Marketing for Followers of Jesus

You will hear two conflicting stories about marketing and Christianity. One says that you can’t be in business and still be a Christian. The other says the free market is the only Godly economic system (always contrasted against communism).

I think there’s better way. We shouldn’t vilify marketing or idolize it. We need to redeem it.

Marketing Chaos & Disorder

Marketing promotes chaos
Our Lord is the God of order and peace, but many marketing courses, systems, and principles teach neither of those. Instead, marketing seeks to manipulate people and cast them off once they have served their purpose.
Marketing promotes disorder
When God created the world, He called it good. Can the same be said of your latest marketing campaign? Did you have the best interests of your customer in mind? Did you treat them like the images of God that they are? Typical marketing creates a world of disorder, preying on the weak and treating people as a means to the end of money.
Marketing can be redeemed
Despite the worst practices on display, we believe that God can redeem marketing. Business doesn’t need to be focused on money or “customer obsessed” to be good. Nothing is beyond God’s redeeming reach and we believe that He can transform the corrupt system of economics, bringing it in line with His Kingdom. We believe that God partners with us, believing business owners and marketers to do this.

The Two Ways of “Christian Marketing”

The folly of Christian Marketing
There are two prominent ways of thinking about marketing as a Christian. One says you can’t do it, that Christians can’t participate in the system without being corrupted by it. The other says the system is good and we should embrace it.
Both are wrong.
Marketing (Capitalism) is evil
Is marketing evil? Is capitalism? For certain, it’s certainly not the Kingdom of God in display. But the Bible doesn’t tell us to avoid the world or shun people, it says to be in the world. To be a light. Jesus didn’t avoid the world but lived in it, participated in it. He redeemed it, not just on the cross but through his everyday interactions.
Marketing is GOOD
Are the free markets and capitalism from the Lord? Are they part of the Kingdom of God? Hardly. When we raised up the things of this world to an idol, they end up controlling us and ultimately destroying us. Capitalism and the free markets don’t value people as images of God, they value goods and property. That is not the heart of God. The good news? We are called to redeem free markets and Capitalism and bring them in line with God’s Kingdom!

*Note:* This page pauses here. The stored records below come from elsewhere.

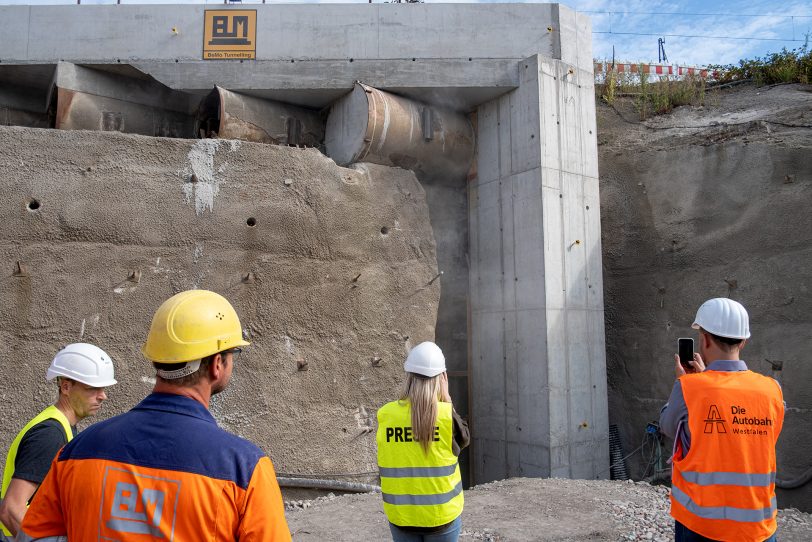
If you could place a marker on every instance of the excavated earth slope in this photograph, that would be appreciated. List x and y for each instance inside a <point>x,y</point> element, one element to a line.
<point>709,201</point>
<point>327,267</point>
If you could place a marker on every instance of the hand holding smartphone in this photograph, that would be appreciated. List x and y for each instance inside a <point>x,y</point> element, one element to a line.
<point>685,350</point>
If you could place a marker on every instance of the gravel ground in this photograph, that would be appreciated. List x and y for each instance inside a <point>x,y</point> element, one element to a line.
<point>524,509</point>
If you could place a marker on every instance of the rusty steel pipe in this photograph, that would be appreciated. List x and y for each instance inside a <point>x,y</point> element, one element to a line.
<point>370,125</point>
<point>230,115</point>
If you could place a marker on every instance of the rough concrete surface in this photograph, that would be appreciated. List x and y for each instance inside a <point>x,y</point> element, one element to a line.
<point>706,202</point>
<point>330,282</point>
<point>524,510</point>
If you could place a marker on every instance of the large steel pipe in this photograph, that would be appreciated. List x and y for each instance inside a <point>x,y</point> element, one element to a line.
<point>124,101</point>
<point>370,125</point>
<point>229,115</point>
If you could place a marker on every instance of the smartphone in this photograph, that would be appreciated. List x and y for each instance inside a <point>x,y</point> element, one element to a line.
<point>685,349</point>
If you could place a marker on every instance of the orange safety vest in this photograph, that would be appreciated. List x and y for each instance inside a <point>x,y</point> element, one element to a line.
<point>724,487</point>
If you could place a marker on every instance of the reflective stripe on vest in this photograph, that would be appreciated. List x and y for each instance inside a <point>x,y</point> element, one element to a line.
<point>725,512</point>
<point>419,489</point>
<point>724,487</point>
<point>50,413</point>
<point>729,479</point>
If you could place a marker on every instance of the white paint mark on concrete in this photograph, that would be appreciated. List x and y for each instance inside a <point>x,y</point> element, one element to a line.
<point>201,164</point>
<point>199,245</point>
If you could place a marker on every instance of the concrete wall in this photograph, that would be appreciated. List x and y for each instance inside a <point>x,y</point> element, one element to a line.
<point>119,227</point>
<point>538,360</point>
<point>534,334</point>
<point>305,54</point>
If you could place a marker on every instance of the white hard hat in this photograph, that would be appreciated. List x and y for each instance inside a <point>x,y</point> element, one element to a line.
<point>723,317</point>
<point>426,359</point>
<point>84,363</point>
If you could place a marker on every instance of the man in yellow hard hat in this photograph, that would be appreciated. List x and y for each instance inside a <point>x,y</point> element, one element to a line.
<point>82,372</point>
<point>165,470</point>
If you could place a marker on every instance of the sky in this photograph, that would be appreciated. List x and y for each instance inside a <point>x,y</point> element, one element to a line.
<point>696,32</point>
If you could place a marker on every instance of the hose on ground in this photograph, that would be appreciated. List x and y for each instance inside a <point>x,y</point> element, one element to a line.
<point>321,483</point>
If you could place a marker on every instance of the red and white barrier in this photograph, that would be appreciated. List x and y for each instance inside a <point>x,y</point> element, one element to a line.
<point>665,70</point>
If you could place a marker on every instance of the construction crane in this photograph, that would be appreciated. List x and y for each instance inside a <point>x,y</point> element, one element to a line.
<point>661,56</point>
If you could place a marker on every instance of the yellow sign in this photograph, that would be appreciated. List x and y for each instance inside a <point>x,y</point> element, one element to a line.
<point>230,34</point>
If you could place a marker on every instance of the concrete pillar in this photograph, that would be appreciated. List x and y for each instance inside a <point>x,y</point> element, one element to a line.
<point>538,356</point>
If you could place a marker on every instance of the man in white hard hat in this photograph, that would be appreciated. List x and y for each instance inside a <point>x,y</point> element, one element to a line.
<point>82,372</point>
<point>165,470</point>
<point>729,418</point>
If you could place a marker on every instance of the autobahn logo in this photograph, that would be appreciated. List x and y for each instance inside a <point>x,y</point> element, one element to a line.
<point>714,419</point>
<point>229,34</point>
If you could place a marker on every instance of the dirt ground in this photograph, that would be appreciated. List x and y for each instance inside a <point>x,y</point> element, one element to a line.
<point>524,509</point>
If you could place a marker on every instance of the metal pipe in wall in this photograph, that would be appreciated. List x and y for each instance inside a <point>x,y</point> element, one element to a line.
<point>231,115</point>
<point>370,125</point>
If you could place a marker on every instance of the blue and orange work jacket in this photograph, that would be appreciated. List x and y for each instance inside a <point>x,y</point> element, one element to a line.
<point>162,472</point>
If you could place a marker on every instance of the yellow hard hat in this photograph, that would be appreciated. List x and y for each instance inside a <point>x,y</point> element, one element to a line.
<point>192,325</point>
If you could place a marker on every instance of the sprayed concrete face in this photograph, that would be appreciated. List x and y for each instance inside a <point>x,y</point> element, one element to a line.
<point>327,268</point>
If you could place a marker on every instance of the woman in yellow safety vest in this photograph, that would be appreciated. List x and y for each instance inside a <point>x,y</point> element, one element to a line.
<point>419,439</point>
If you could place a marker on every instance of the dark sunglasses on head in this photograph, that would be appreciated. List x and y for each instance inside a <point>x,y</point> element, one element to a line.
<point>235,352</point>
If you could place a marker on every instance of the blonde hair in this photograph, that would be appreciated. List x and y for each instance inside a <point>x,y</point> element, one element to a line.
<point>423,393</point>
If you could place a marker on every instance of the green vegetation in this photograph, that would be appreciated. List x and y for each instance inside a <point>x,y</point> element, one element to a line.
<point>657,95</point>
<point>652,97</point>
<point>788,66</point>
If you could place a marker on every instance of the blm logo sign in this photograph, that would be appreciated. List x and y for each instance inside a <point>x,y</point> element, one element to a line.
<point>230,34</point>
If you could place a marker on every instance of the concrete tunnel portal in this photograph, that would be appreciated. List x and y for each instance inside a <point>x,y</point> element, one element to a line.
<point>501,133</point>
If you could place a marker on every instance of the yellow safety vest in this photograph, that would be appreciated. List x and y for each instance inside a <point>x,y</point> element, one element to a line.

Principles of Redeemed Marketing

God can redeem marketing
Here’s the question: How do you practice marketing in a world hell-bent on destroying people in the quest for more? You practice the way of Jesus and partner with Him to redeem marketing.
In other words, you market your business and products the way Jesus would if He were you.
Principle 1: Images of God
Customers are people, they are not a means your ends of money, wealth, or power. They are not idols or slaves.
Principle 2: Surrender
You can’t control much in this world, and you weren’t meant to. You can’t control the process of buying or the customers who buy. You must surrender control to God.
Principle 3: Anti-Mammon
We fight against the dark principality of the age that says you need more to be complete.
Principle 4: Abundance
We don’t use scarcity or negative foreshadowing to manipulate. We don’t agitate or stir the pot in order to make customers feel less secure and therefore more likely to buy.
Principle 5: Plain language
Let your yes be yes and your non be no. We say no more than we need to and certainly nothing that could lead to stretching the truth. We tell it like it is.
Principle 6: Stories
We spend time to tell honest stories and craft meaningful metaphors, not to persuade or manipulate but to connect.
Principle 7: Eternal mindset
We can’t be out for a quick buck, instead we are building treasure in heaven and participating in the Kingdom of God.
Principle 8: Ask
The language of the Kingdom is the question, not the ultimatum or coercion. We invite, we don’t trick or cajole.
Principle 9: Trust
We don’t put trust in our ability or even in others, we trust that God is good and as we walk in righteousness He has already blessed us.